Translated into developer‑friendly terms: in the coming period, domestic large‑model companies will be driven by the capital market toward “industry deployment + commercial monetization.” Base‑model iteration won’t stop, but in parallel will be standardization of industry MaaS, vertical‑scenario solutions, and clear monetization paths.

For application developers, this is actually good news:

  • API pricing: Primary‑market investors need to promise growth to the secondary market; revenue will come from either higher prices or higher volume—most will choose the latter, so price wars may continue;
  • Industry models: Aggressive investment will appear in fields like medical, legal, financial, and education;
  • MaaS infrastructure: One‑stop service platforms will become standard—Zhipu’s 15 billion fundraising includes a specific item for this, implying lowered integration thresholds;
  • Agent/toolchains: MiniMax M3’s sparse‑attention route will significantly lower reasoning costs in Agent scenarios, reducing engineering difficulty for long‑context applications.

Institutional details: the fifth set’s hard constraints

Back to the guideline itself—several engineering details are worth developer attention:

  • The definition of “scaled application” is flexible, but based on previous STAR Market review practices, actual paying‑customer numbers, API call volume, active users, and enterprise‑contract values will likely become core review metrics. This means top‑tier model vendors will definitely push for stronger ToB and ToC usage data.
  • The guideline’s “obtaining approval from relevant national departments” implicitly refers to generative AI service registration. Models without registration cannot appear in filing materials—this is an implicit constraint on some products still in grey‑release.
  • “Significant technical advantage” in reviews usually requires third‑party evaluation endorsements.
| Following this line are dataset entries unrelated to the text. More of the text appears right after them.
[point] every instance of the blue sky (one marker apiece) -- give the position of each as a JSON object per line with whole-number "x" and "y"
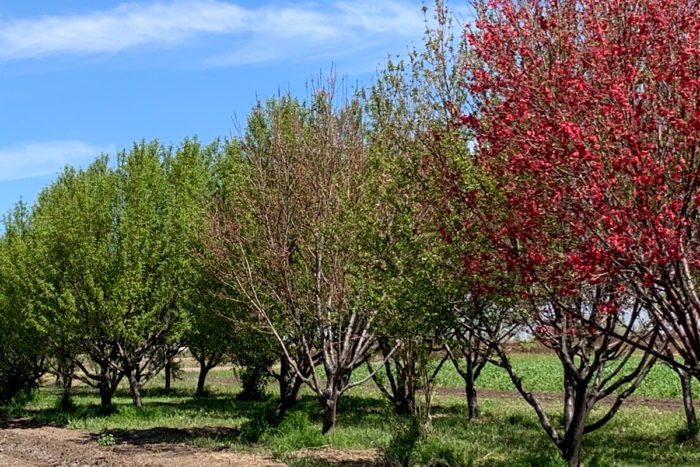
{"x": 78, "y": 78}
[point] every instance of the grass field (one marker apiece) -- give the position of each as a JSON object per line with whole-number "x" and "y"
{"x": 507, "y": 434}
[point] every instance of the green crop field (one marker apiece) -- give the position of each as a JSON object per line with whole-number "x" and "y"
{"x": 508, "y": 432}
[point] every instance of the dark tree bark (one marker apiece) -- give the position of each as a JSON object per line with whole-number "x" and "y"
{"x": 203, "y": 372}
{"x": 290, "y": 384}
{"x": 168, "y": 374}
{"x": 690, "y": 417}
{"x": 135, "y": 387}
{"x": 329, "y": 415}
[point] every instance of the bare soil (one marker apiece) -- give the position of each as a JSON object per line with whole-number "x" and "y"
{"x": 23, "y": 443}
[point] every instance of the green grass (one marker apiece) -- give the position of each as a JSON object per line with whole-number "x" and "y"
{"x": 543, "y": 372}
{"x": 507, "y": 434}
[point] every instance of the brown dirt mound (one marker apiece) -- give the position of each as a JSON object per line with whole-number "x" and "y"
{"x": 344, "y": 457}
{"x": 24, "y": 444}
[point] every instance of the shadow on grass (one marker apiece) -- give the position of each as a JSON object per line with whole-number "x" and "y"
{"x": 164, "y": 435}
{"x": 503, "y": 431}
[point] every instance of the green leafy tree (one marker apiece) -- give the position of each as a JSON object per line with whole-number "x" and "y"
{"x": 116, "y": 264}
{"x": 288, "y": 240}
{"x": 23, "y": 356}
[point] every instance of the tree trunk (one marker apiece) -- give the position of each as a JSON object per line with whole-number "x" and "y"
{"x": 66, "y": 403}
{"x": 470, "y": 390}
{"x": 329, "y": 416}
{"x": 289, "y": 393}
{"x": 203, "y": 371}
{"x": 135, "y": 388}
{"x": 575, "y": 415}
{"x": 168, "y": 374}
{"x": 472, "y": 401}
{"x": 690, "y": 417}
{"x": 106, "y": 392}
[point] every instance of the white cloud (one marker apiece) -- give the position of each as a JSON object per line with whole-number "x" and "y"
{"x": 166, "y": 24}
{"x": 35, "y": 159}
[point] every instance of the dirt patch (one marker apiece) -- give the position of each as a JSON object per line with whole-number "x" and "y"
{"x": 670, "y": 405}
{"x": 345, "y": 457}
{"x": 23, "y": 444}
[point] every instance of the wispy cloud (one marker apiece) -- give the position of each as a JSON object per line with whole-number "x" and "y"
{"x": 288, "y": 29}
{"x": 29, "y": 160}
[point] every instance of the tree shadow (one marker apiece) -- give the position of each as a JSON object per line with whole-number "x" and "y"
{"x": 165, "y": 435}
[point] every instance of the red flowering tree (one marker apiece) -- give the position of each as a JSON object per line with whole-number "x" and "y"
{"x": 589, "y": 114}
{"x": 587, "y": 118}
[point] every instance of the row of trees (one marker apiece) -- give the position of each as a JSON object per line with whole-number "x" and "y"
{"x": 534, "y": 174}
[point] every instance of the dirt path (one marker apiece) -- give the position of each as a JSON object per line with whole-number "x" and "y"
{"x": 25, "y": 444}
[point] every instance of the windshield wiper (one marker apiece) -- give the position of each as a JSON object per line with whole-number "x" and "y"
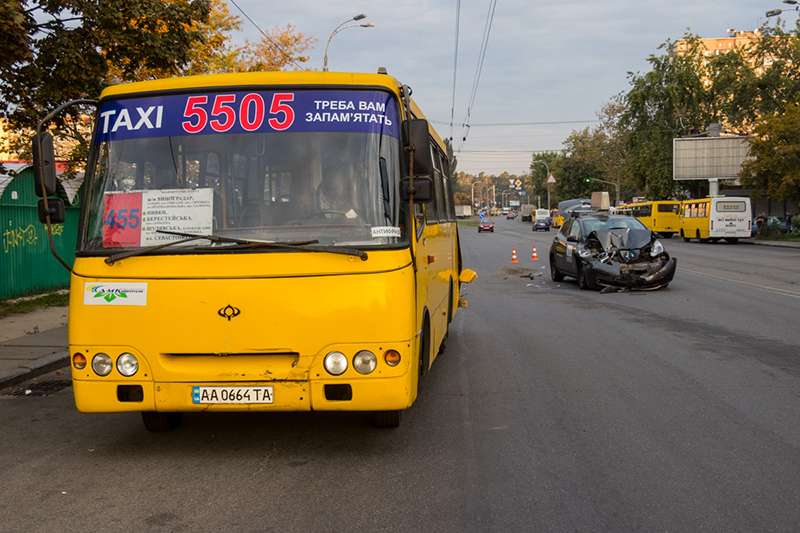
{"x": 237, "y": 244}
{"x": 306, "y": 246}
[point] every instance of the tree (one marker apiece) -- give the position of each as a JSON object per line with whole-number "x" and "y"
{"x": 284, "y": 47}
{"x": 775, "y": 150}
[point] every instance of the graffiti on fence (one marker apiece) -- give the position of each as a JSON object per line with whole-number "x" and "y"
{"x": 25, "y": 236}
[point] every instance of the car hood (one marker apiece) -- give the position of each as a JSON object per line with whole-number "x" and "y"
{"x": 623, "y": 238}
Rankings like Code Arena, SuperCLUE, C‑Eval will carry more weight.

Conclusion: the “final‑round” war chest

From the industry’s pace, the large‑model competition has tightened to the “final round” with a handful of players. Expanding the fifth set of STAR Market standards is essentially giving these top companies a more ample, sustainable war chest.
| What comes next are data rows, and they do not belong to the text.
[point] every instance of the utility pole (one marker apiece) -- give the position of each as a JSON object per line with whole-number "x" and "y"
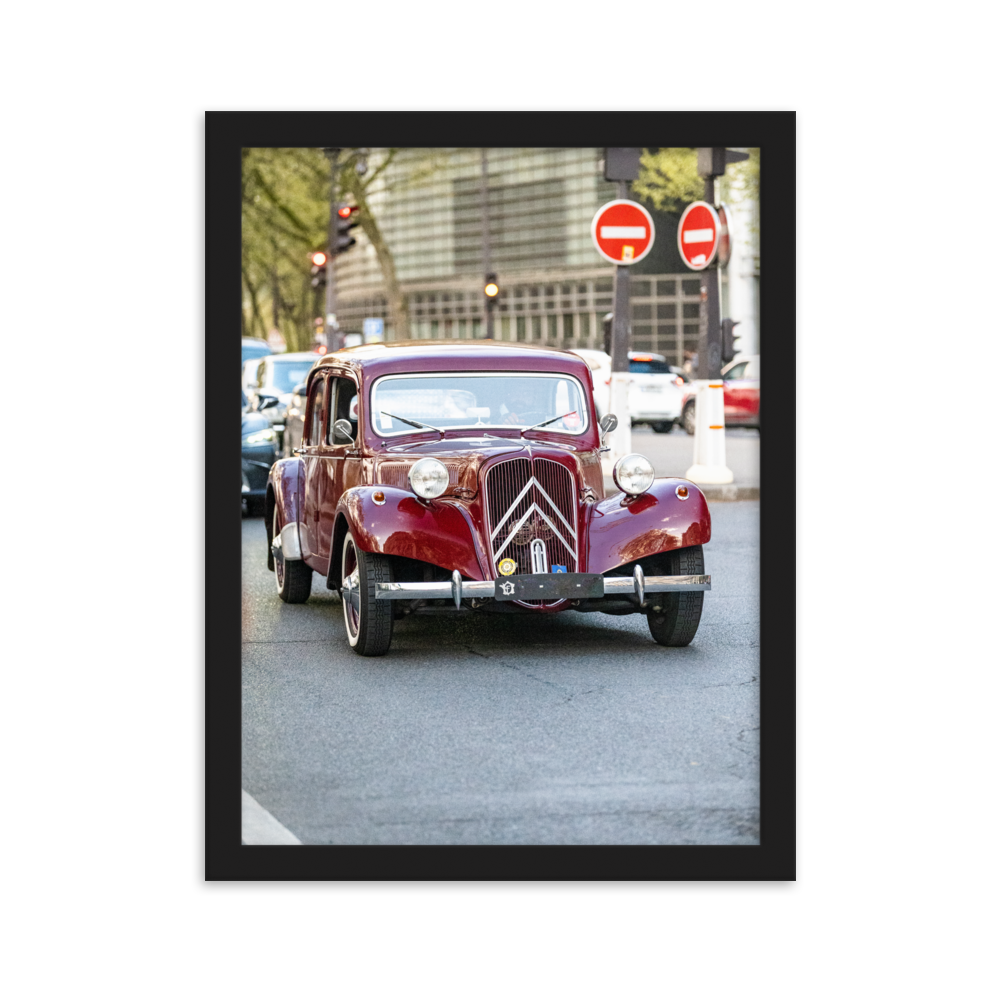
{"x": 710, "y": 419}
{"x": 712, "y": 162}
{"x": 490, "y": 302}
{"x": 334, "y": 339}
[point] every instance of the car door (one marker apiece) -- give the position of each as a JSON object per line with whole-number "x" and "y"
{"x": 312, "y": 453}
{"x": 337, "y": 463}
{"x": 738, "y": 394}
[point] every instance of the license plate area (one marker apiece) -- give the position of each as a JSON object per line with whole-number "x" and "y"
{"x": 549, "y": 586}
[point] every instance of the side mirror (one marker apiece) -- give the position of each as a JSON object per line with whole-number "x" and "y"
{"x": 608, "y": 423}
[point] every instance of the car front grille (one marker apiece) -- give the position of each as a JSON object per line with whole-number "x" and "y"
{"x": 529, "y": 500}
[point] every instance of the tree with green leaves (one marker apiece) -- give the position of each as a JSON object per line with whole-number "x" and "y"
{"x": 286, "y": 215}
{"x": 286, "y": 208}
{"x": 668, "y": 178}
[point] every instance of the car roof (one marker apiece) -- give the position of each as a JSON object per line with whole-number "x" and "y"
{"x": 452, "y": 355}
{"x": 296, "y": 356}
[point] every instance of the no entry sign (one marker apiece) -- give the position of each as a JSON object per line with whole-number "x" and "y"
{"x": 698, "y": 235}
{"x": 623, "y": 232}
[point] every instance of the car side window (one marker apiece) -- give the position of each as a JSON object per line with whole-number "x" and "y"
{"x": 314, "y": 416}
{"x": 345, "y": 408}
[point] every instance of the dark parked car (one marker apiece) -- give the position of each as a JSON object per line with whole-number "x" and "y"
{"x": 454, "y": 478}
{"x": 259, "y": 454}
{"x": 270, "y": 390}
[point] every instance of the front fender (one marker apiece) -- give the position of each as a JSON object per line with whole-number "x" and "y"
{"x": 286, "y": 492}
{"x": 623, "y": 529}
{"x": 432, "y": 532}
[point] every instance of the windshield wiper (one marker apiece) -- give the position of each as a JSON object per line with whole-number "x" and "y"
{"x": 551, "y": 420}
{"x": 413, "y": 423}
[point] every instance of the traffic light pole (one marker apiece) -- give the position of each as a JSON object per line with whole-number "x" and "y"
{"x": 621, "y": 440}
{"x": 710, "y": 420}
{"x": 709, "y": 320}
{"x": 332, "y": 327}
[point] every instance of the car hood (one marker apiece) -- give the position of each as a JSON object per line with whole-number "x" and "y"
{"x": 466, "y": 460}
{"x": 254, "y": 422}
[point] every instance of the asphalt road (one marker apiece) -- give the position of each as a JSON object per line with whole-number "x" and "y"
{"x": 556, "y": 729}
{"x": 673, "y": 454}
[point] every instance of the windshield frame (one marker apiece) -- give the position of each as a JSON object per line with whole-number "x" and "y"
{"x": 473, "y": 430}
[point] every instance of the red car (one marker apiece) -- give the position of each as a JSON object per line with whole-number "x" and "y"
{"x": 741, "y": 395}
{"x": 462, "y": 477}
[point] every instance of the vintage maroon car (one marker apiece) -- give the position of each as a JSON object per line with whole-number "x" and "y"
{"x": 455, "y": 477}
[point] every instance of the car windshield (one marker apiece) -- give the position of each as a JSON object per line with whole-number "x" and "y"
{"x": 288, "y": 374}
{"x": 649, "y": 367}
{"x": 478, "y": 402}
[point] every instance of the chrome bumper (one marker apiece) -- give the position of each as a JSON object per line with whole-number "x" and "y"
{"x": 541, "y": 586}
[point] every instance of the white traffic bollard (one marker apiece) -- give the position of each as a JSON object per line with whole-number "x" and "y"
{"x": 710, "y": 435}
{"x": 620, "y": 439}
Overseas markets provide valuations and international channels; domestic markets provide long‑term capital and industrial‑chain synergy. Running both sides in parallel is the only way domestic large models can truly form closed loops in capital and supply chains.

In the short term, the most direct impact is on Zhipu and MiniMax; in the medium term, it’s on the capital structure of the entire domestic large‑model industry; in the long term, it’s on the cost curve and iteration pace behind the API developers use daily.

For developers, this news is not just about “who’s listing.” The more important thing to watch in the next six months is which model vendors will, in their rush to file, make big moves, cut prices, and roll out industry versions. That’s what this new rule will actually look like in your workflow.